While it is a given that mitigating global warming isn't going to come cheap, this is by far the most ambitious and expensive plan in the series. Professor Greg Benford of the University of California estimates that the cost of this project would be around $2 trillion.
Other critics have reservations about the science. The lenses would be placed at what's called the "Lagrangian Point" — a position in space where the effect of the sun and Earth's gravity cancel each other out. However, scientists like Tom Wigley think that the lens will slide off this "saddle."
Professor John Shepherd, of the University of Southampton in the U.K., doubts that the control system to "shepherd" the lenses into position will work, even if they can be launched successfully. He also worries that if the lenses don't work properly, everyone on the Earth could be fried.
Angel counters by planning to hold the lenses in the correct position by what's known as MEMS — micro-electromechanical systems. In other words, they are automatic, robot-like navigational devices on each lens, realigning them if they do drift off course.
Aside from the cost, another objection is Angel's method of getting the lenses into space. He envisages some form of electrical propulsion — also known as a coil gun — rocket fuel being too expensive and not carbon neutral. But to do this would involve building a gun with a barrel more than a mile long, mounted at the top of a mountain. Although the plan sounds like science fiction, the technology is well-known and does exist.

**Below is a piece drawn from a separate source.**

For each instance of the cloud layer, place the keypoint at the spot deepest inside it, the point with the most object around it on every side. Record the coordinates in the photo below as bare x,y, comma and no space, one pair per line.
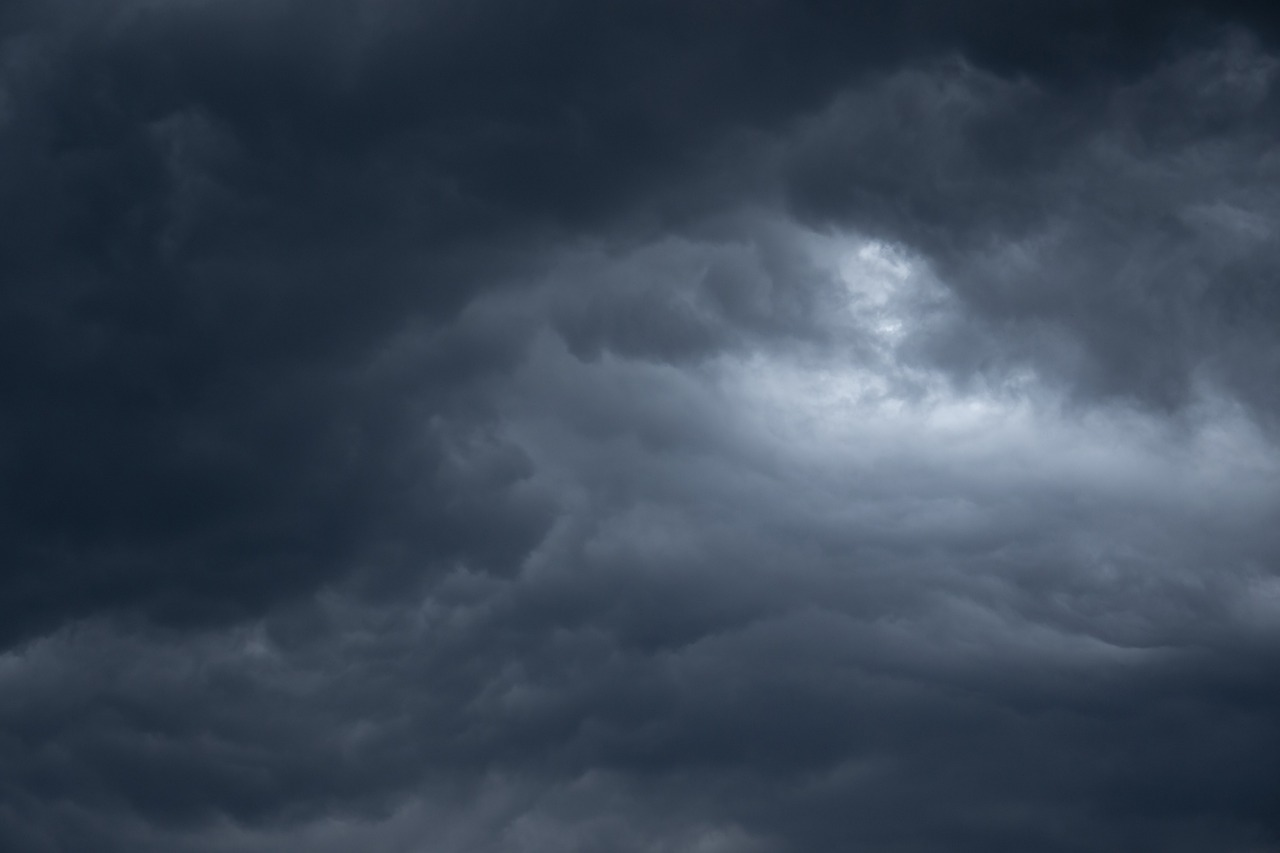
720,427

Professor Shepherd thinks the whole plan misses the point — it won't do anything for ocean acidification by CO2, which he describes as "a very serious deficiency." Professor Angel would counter this by claiming it is one of several ideas we need to consider, not the only one; there is no magic bullet.
It's harder to bat away another of Shepherd's objections — that the idea requires an unprecedented level of global cooperation. As he says, who will control the system? And as Professor Marty Apple says, what if "crazies capture the whole thing?"